Jimmy Buffett once eloquently said that “without geography, you’re nowhere.” But how does that insight apply to restrictive covenants that lack explicit geographic limitations in Georgia? While Jimmy never got to find out, we now have some much-needed clarity from the Georgia Supreme Court.
For many years, most Georgia litigants, individuals, and businesses operated under the assumption that some restrictive covenants did not need to contain an explicitly defined geographic limitation to be deemed “reasonable” in terms of “geographic area” because O.C.G.A. § 13-8-53(a) of the Georgia Restrictive Covenants Act (“GRCA”) did not include such a requirement. That longstanding belief was called into question last year, however, when the Georgia Business Court ruled that North American Senior Benefits, LLC (“NASB”) could not enforce an employee non-solicit covenant because the provision lacked an explicit geographic limitation. On appeal, the Georgia Court of Appeals affirmed the lower court’s ruling. In so doing, it primarily relied upon and adopted the holding in CarpetCare Multiservices v. Carle, 347 Ga. App. 497, 819 S.E.2d 894 (2018), which voided a customer non-solicit because it did not include an explicit geographic limitation.
NASB appealed the Court of Appeals’ decision to the Georgia Supreme Court. Technically, the question certified by the Supreme Court was limited to whether an employee non-recruit must include an explicit geographic area to be “reasonable” under the GRCA.

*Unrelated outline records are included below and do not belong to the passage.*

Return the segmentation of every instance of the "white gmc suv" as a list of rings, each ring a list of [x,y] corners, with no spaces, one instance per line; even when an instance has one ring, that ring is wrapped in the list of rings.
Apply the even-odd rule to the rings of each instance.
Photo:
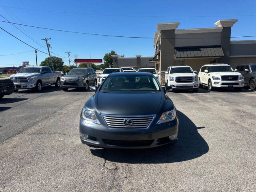
[[[165,72],[165,85],[172,87],[172,90],[190,89],[198,90],[199,83],[197,75],[189,66],[169,67]]]
[[[200,86],[207,86],[210,91],[221,87],[234,88],[236,90],[241,91],[244,85],[243,76],[234,72],[227,64],[204,65],[198,73],[198,78]]]

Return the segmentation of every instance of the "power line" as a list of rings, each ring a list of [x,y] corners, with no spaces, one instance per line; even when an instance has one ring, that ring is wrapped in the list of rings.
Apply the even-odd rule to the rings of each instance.
[[[52,30],[54,31],[60,31],[62,32],[67,32],[69,33],[77,33],[79,34],[84,34],[86,35],[96,35],[98,36],[104,36],[107,37],[121,37],[124,38],[138,38],[138,39],[218,39],[218,38],[240,38],[243,37],[256,37],[256,35],[251,35],[251,36],[234,36],[234,37],[199,37],[199,38],[154,38],[154,37],[140,37],[140,36],[118,36],[118,35],[105,35],[103,34],[97,34],[96,33],[85,33],[83,32],[77,32],[75,31],[68,31],[66,30],[62,30],[60,29],[52,29],[50,28],[46,28],[45,27],[38,27],[37,26],[33,26],[32,25],[25,25],[24,24],[20,24],[19,23],[14,23],[12,22],[8,22],[5,21],[2,21],[0,20],[0,22],[4,22],[5,23],[9,23],[12,24],[15,24],[16,25],[22,25],[23,26],[26,26],[27,27],[34,27],[35,28],[38,28],[40,29],[47,29],[48,30]]]
[[[42,47],[44,47],[45,46],[45,45],[44,45],[44,46],[42,46],[38,48],[38,49],[40,49],[40,48],[42,48]],[[34,50],[35,50],[34,49],[33,49],[32,50],[30,50],[30,51],[25,51],[24,52],[22,52],[21,53],[14,53],[13,54],[6,54],[6,55],[0,55],[0,56],[10,56],[10,55],[18,55],[19,54],[22,54],[23,53],[28,53],[28,52],[30,52],[31,51],[34,51]]]
[[[69,14],[80,14],[80,15],[93,15],[96,16],[114,16],[118,17],[144,17],[144,18],[209,18],[209,17],[241,17],[241,16],[255,16],[256,14],[248,14],[248,15],[216,15],[216,16],[142,16],[142,15],[115,15],[115,14],[96,14],[92,13],[85,13],[81,12],[68,12],[65,11],[53,11],[51,10],[42,10],[39,9],[29,9],[28,8],[24,8],[20,7],[11,7],[8,6],[4,6],[4,7],[12,8],[12,9],[23,9],[26,10],[30,10],[32,11],[42,11],[46,12],[52,12],[55,13],[66,13]]]
[[[22,41],[22,40],[21,40],[20,39],[19,39],[18,37],[16,37],[15,36],[14,36],[14,35],[13,35],[12,34],[9,33],[9,32],[8,32],[7,31],[6,31],[6,30],[4,30],[4,29],[3,29],[2,27],[0,27],[0,29],[2,29],[2,30],[5,31],[6,33],[8,33],[8,34],[9,34],[10,35],[11,35],[13,37],[14,37],[14,38],[16,38],[16,39],[18,39],[19,41],[22,42],[22,43],[24,43],[24,44],[26,44],[26,45],[27,45],[28,46],[29,46],[30,47],[33,48],[34,49],[35,49],[36,50],[37,50],[38,51],[40,51],[40,52],[42,52],[42,53],[44,53],[45,54],[48,54],[48,53],[46,53],[45,52],[44,52],[43,51],[42,51],[40,50],[39,50],[39,49],[38,49],[36,48],[35,48],[34,47],[31,46],[30,45],[29,45],[27,43],[26,43],[25,42],[24,42],[23,41]]]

Last week, the Georgia Supreme Court unanimously reversed the Court of Appeals’ opinion in North American Senior Benefits, LLC v. Wimmer et al., No. S23G1146 (Ga. 2024), holding that an employee non-solicit covenant does not need to contain an explicit geographic limitation to be considered “reasonable” in terms of “geographic area,” as required by the GRCA. In its opinion, the Georgia Supreme Court also rejected the prior CarpetCare ruling, noting that the “plain text” of O.C.G.A. § 13-8-53(a) does not require a restrictive covenant to contain a precise, defined “geographic area.” Instead, the statute only mandates that the applicable “geographic area” (be it expressly defined or merely implied) be “reasonable.” Based on this analysis, the Supreme Court also held that the Statewide Business Court “must assess whether the provision’s geographic scope is reasonable in light of the totality of the circumstances including, but not limited to, the total geographic area encompassed by the provision, the business interests justifying the restrictive covenant, the nature of the business involved, and the time and scope limitations of the covenant.”

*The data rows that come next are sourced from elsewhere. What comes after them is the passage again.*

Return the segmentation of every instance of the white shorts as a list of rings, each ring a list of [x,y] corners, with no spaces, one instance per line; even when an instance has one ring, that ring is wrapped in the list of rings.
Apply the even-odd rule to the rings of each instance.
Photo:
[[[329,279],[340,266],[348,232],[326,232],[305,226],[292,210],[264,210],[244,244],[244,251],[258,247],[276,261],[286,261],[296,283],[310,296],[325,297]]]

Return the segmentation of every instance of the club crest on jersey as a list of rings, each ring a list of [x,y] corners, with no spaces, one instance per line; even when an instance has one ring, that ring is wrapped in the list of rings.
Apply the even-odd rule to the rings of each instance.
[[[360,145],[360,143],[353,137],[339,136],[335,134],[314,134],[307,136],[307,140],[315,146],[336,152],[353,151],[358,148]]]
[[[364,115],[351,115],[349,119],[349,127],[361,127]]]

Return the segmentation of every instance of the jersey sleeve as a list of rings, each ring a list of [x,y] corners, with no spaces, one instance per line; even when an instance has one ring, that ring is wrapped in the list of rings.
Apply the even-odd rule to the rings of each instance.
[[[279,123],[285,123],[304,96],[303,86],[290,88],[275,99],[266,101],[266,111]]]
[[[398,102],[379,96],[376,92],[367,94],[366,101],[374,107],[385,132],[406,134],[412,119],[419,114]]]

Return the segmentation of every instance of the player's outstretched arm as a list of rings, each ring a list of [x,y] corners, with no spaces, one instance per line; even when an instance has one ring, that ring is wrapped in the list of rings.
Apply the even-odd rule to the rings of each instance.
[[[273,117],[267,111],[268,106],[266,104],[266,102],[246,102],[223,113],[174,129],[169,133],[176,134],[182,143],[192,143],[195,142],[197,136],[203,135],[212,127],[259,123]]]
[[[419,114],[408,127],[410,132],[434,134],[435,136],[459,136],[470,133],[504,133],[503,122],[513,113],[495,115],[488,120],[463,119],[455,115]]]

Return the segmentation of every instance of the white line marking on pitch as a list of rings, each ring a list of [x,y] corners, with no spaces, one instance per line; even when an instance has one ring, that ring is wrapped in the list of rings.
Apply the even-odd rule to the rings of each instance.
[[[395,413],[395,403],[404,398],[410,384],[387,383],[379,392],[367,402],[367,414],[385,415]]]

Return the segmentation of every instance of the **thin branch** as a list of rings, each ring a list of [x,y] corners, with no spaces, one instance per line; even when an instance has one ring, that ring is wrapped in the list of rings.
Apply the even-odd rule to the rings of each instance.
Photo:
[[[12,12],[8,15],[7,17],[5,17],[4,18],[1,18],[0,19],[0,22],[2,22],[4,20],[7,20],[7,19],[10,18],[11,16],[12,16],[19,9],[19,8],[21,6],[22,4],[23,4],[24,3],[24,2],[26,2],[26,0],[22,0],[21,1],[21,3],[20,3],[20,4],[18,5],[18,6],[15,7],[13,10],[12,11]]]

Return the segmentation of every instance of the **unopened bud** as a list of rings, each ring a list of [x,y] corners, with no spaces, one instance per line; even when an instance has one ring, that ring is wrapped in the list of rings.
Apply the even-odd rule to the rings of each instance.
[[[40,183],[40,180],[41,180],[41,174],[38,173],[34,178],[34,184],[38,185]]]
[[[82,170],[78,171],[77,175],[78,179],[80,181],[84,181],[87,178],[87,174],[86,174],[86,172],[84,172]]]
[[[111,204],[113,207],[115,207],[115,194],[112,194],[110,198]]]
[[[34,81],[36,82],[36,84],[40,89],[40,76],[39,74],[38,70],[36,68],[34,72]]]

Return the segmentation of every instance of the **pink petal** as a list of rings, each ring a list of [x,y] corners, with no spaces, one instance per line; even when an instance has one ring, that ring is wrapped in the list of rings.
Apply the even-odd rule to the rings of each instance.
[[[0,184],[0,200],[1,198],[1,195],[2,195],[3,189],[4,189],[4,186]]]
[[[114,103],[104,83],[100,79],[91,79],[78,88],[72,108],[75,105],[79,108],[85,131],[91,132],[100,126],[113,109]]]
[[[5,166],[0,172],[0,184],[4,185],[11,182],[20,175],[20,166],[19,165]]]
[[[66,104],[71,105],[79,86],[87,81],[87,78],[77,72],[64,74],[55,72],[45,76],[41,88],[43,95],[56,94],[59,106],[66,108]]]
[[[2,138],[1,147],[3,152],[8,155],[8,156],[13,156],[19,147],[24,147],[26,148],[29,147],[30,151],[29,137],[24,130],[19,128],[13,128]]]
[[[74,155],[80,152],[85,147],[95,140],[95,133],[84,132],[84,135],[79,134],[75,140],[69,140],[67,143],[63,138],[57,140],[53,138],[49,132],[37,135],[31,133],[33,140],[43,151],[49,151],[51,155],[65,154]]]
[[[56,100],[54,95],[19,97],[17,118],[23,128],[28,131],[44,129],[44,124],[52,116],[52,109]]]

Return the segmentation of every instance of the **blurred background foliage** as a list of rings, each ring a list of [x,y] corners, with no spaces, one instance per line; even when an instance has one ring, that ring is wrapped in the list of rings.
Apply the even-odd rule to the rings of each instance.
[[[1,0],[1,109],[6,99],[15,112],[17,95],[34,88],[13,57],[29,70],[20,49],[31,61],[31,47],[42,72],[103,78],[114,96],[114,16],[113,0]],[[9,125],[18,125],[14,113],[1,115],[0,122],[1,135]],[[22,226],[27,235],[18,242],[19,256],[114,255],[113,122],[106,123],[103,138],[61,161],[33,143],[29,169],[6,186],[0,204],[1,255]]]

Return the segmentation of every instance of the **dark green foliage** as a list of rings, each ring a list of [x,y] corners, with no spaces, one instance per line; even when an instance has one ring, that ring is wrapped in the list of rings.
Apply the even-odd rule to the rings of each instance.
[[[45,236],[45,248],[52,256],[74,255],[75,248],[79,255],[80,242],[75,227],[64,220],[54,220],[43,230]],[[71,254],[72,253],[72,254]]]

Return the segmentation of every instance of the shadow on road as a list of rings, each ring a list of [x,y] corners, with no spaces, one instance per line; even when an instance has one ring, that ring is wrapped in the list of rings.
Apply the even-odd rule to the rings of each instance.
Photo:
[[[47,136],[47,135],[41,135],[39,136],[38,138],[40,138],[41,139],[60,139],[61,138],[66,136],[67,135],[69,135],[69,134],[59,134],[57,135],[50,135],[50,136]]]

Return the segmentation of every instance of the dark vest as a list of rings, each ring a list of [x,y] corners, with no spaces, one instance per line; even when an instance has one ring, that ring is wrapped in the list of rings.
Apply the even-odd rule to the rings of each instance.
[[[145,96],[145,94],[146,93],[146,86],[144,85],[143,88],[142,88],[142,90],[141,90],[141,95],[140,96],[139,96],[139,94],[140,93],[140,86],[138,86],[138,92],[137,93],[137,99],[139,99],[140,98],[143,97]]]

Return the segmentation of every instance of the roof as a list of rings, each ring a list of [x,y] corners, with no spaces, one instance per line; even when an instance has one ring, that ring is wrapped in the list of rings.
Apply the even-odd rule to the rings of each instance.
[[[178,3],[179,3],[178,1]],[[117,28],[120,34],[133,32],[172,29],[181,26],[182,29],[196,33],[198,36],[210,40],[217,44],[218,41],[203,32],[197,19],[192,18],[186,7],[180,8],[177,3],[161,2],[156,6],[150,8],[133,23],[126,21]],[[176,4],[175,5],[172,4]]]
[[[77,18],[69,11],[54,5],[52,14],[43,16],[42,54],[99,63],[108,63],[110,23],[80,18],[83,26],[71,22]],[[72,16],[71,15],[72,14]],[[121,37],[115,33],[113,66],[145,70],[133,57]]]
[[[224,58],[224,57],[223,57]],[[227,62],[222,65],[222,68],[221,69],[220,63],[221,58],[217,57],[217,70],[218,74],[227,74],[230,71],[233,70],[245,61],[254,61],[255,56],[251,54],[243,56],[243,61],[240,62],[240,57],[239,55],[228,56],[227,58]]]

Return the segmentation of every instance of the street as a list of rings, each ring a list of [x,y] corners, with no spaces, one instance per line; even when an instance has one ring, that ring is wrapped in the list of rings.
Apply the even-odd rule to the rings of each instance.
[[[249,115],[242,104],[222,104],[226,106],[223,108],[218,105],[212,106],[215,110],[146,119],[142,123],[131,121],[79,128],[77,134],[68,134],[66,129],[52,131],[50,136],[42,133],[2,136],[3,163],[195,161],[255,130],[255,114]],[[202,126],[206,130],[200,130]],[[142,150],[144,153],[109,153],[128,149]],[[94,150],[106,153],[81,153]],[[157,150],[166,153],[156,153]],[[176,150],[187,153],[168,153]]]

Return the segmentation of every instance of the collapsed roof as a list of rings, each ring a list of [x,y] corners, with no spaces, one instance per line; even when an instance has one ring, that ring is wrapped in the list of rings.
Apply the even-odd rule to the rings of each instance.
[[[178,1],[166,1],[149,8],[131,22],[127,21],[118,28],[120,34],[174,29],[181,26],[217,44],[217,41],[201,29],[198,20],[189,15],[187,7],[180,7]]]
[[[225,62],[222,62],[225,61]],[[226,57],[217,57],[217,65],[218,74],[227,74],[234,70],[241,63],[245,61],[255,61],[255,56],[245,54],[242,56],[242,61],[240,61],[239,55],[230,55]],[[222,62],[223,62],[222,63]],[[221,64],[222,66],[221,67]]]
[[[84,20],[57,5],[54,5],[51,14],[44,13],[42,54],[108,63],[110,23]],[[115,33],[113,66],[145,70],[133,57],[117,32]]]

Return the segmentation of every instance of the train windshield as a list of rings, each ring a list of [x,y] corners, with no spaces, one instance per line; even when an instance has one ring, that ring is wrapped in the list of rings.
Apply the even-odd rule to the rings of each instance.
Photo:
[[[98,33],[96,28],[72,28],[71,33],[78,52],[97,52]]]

Notably, the Georgia Supreme Court’s opinion in Wimmer contains additional analysis and direction beyond merely how Georgia courts should rule on geographic limitations contained in an employee non-recruit provision. The Georgia Supreme Court also addressed O.C.G.A. § 13-8-53(c), which concerns situations “whenever a description” of a “geographic area” is required, and held that despite this subsection, “there are times when [a defined geographic area] is not required” opening up its holding to clauses past just employee non-solicits.
Jimmy Buffett also famously said, “indecision may or may not be my problem.” Well, with this Georgia Supreme Court ruling, we can now move forward with some much-needed certainty on an important issue for many employees and employers (maybe even sailors and Parrot Heads?).